Note: The DolphinDB Python API only supports downloading array vectors. Downloading ANY vector from DolphinDB is not supported.

Deserialization: From DolphinDB to Python (When pickleTableToList=True)

When the additional parameter pickleTableToList is enabled, if the return value of the executed script is a table, it will be downloaded as a Python list instead of a pd.DataFrame, where each element of the list (np.ndarray) represents a column of the table.

Table

Unlike converting the vector-like data structures, when converting a DolphinDB table, each column is not treated as a separate vector, but rather part of the table, so the time type is converted to datetime[ns].

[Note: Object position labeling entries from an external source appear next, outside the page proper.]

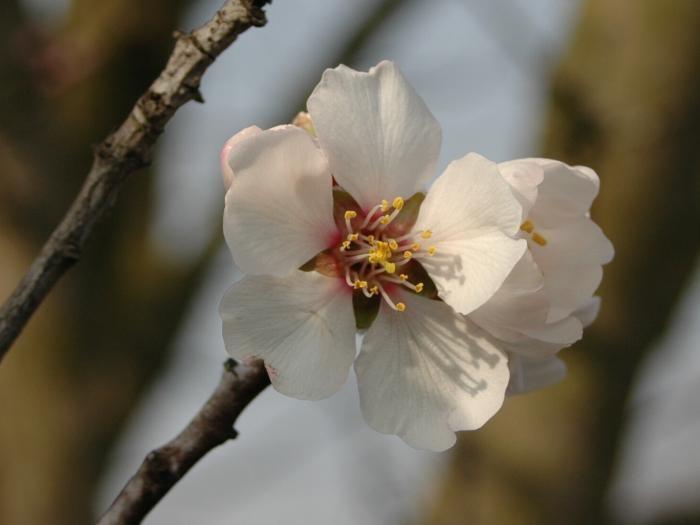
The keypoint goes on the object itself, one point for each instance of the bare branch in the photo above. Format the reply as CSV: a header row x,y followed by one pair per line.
x,y
212,426
127,149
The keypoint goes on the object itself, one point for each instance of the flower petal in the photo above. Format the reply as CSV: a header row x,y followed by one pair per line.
x,y
472,213
426,372
571,263
380,138
523,176
566,192
528,374
301,325
226,171
279,208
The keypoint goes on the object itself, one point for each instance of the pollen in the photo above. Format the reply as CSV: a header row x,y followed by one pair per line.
x,y
527,226
536,237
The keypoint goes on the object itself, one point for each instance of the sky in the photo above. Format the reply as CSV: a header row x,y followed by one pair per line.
x,y
482,69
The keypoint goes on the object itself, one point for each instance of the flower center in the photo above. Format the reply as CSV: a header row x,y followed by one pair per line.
x,y
372,258
529,227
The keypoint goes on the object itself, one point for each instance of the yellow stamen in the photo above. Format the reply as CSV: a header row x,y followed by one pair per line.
x,y
536,237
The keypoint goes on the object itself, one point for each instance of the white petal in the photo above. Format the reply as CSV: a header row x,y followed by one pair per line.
x,y
427,372
301,325
380,138
226,171
472,213
524,176
571,263
565,193
528,374
279,207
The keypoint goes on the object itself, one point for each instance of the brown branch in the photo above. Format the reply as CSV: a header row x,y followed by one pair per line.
x,y
127,149
212,426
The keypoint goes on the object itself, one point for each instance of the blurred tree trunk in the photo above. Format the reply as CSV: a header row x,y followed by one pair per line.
x,y
94,346
626,101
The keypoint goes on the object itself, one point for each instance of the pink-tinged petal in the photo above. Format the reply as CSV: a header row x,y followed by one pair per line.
x,y
524,176
279,208
566,193
529,374
226,171
301,325
379,136
472,213
571,263
427,372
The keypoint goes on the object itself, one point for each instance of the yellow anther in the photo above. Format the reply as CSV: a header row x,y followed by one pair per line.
x,y
539,239
527,226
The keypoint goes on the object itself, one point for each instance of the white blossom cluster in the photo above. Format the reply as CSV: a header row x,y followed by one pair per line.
x,y
463,293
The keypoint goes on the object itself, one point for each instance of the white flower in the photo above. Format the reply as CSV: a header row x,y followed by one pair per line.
x,y
547,299
368,246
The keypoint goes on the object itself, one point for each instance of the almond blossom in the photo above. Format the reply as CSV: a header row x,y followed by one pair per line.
x,y
547,300
335,235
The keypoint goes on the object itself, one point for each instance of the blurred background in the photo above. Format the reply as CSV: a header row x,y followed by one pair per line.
x,y
128,346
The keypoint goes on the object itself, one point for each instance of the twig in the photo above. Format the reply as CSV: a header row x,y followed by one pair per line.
x,y
212,426
127,149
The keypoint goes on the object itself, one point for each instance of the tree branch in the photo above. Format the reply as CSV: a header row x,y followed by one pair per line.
x,y
127,149
211,426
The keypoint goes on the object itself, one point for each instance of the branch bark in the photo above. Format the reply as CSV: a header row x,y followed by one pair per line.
x,y
211,426
123,152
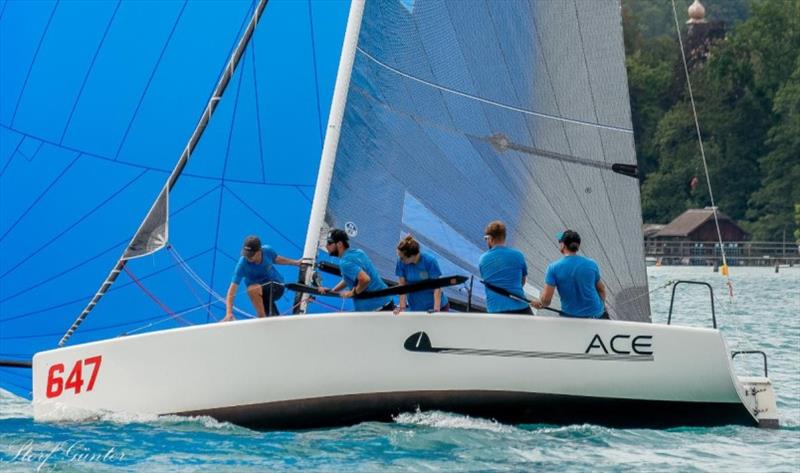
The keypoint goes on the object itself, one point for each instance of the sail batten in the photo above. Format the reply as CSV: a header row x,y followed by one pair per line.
x,y
482,110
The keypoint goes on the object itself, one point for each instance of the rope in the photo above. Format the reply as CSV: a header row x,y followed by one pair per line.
x,y
154,298
158,322
187,280
702,151
192,274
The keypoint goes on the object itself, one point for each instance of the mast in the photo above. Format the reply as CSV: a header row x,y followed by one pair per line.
x,y
159,208
329,147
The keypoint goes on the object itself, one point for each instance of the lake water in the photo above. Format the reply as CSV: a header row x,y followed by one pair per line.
x,y
764,314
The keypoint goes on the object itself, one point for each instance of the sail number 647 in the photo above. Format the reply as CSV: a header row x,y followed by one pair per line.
x,y
56,384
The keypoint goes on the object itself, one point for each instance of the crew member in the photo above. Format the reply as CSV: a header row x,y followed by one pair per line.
x,y
264,283
505,268
577,279
358,274
413,266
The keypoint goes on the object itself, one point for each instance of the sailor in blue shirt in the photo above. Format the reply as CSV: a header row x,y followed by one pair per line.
x,y
358,274
264,283
505,268
577,279
414,266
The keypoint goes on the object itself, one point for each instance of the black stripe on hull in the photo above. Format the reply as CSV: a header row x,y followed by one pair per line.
x,y
503,406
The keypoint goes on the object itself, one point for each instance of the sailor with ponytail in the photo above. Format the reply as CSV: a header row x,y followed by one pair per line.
x,y
412,266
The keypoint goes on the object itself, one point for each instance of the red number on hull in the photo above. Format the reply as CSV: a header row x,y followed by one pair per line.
x,y
56,385
75,379
95,362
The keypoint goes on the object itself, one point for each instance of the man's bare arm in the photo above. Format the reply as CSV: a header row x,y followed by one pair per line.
x,y
601,291
545,298
229,301
287,261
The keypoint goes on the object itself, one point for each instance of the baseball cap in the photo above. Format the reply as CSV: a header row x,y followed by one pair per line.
x,y
252,245
336,235
568,236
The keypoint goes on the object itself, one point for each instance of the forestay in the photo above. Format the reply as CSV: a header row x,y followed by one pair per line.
x,y
459,113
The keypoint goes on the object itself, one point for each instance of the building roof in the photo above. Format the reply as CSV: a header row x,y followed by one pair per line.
x,y
687,222
650,229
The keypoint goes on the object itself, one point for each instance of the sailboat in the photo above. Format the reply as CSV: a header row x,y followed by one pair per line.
x,y
445,115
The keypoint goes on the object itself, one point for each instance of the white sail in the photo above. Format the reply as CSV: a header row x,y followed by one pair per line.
x,y
459,113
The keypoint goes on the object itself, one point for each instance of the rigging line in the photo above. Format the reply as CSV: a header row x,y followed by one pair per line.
x,y
700,139
89,71
95,329
122,162
316,75
200,282
258,112
153,297
39,198
84,262
602,145
150,79
73,225
11,156
33,61
533,141
159,322
174,255
225,169
563,166
260,217
492,102
83,298
300,190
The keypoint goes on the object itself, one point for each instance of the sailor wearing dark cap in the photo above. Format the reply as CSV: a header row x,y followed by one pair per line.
x,y
577,279
264,283
358,273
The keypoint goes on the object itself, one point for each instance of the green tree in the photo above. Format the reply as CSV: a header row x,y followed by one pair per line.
x,y
771,206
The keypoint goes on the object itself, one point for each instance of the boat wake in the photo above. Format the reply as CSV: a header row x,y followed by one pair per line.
x,y
446,420
14,407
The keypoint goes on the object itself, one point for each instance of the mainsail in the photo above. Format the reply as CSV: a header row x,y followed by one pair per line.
x,y
459,113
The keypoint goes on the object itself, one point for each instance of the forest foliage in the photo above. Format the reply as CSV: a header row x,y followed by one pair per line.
x,y
747,95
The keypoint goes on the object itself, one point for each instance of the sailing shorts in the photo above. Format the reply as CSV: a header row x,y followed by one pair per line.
x,y
270,293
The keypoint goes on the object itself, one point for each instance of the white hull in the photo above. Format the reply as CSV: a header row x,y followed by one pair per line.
x,y
329,369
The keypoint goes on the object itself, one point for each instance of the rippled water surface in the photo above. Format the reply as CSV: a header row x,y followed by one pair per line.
x,y
764,314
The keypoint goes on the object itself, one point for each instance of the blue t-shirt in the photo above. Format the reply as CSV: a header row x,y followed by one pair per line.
x,y
351,263
426,268
576,279
257,273
503,267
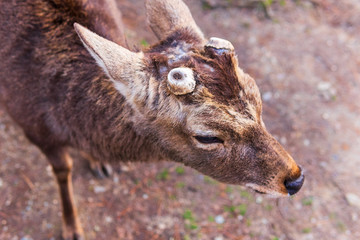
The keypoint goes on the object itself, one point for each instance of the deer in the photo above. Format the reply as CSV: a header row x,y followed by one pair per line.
x,y
69,80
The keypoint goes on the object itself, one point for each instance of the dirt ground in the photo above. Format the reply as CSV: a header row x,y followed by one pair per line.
x,y
306,61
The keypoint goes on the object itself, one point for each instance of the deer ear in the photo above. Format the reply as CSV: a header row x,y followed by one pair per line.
x,y
119,63
166,16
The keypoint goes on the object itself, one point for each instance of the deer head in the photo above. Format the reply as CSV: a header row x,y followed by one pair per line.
x,y
191,97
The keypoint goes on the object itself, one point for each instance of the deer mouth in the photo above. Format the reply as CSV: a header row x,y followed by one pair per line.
x,y
267,191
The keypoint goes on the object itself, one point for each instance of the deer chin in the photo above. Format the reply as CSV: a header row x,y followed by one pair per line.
x,y
267,191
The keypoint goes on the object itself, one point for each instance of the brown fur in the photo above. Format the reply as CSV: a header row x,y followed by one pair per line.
x,y
55,91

Note: When downloading a table containing a column of array vectors, ensure that each element in the array vector has the same size.

Example

>>> re = s.run("table([1, NULL] as a, [2012.01.02, NULL] as b)", pickleTableToList=True)
>>> re
[array([ 1., nan]), array(['2012-01-02T00:00:00.000000000',                           'NaT'],
      dtype='datetime64[ns]')]
>>> type(re)
<class 'list'>
>>> re[0].dtype
float64
>>> re[1].dtype
datetime64[ns]

>>> s.run("table(arrayVector(1 2 3, [1, 2, 3]) as a)", pickleTableToList=True)
[array([[1],
       [2],
       [3]], dtype=int32)]

In the example above, with pickleTableToList enabled, the table is downloaded to Python as a list with each element being an np.ndarray in Python. INT columns containing null values are downloaded with dtype=float64. Columns of time values are downloaded with dtype=datetime64[ns].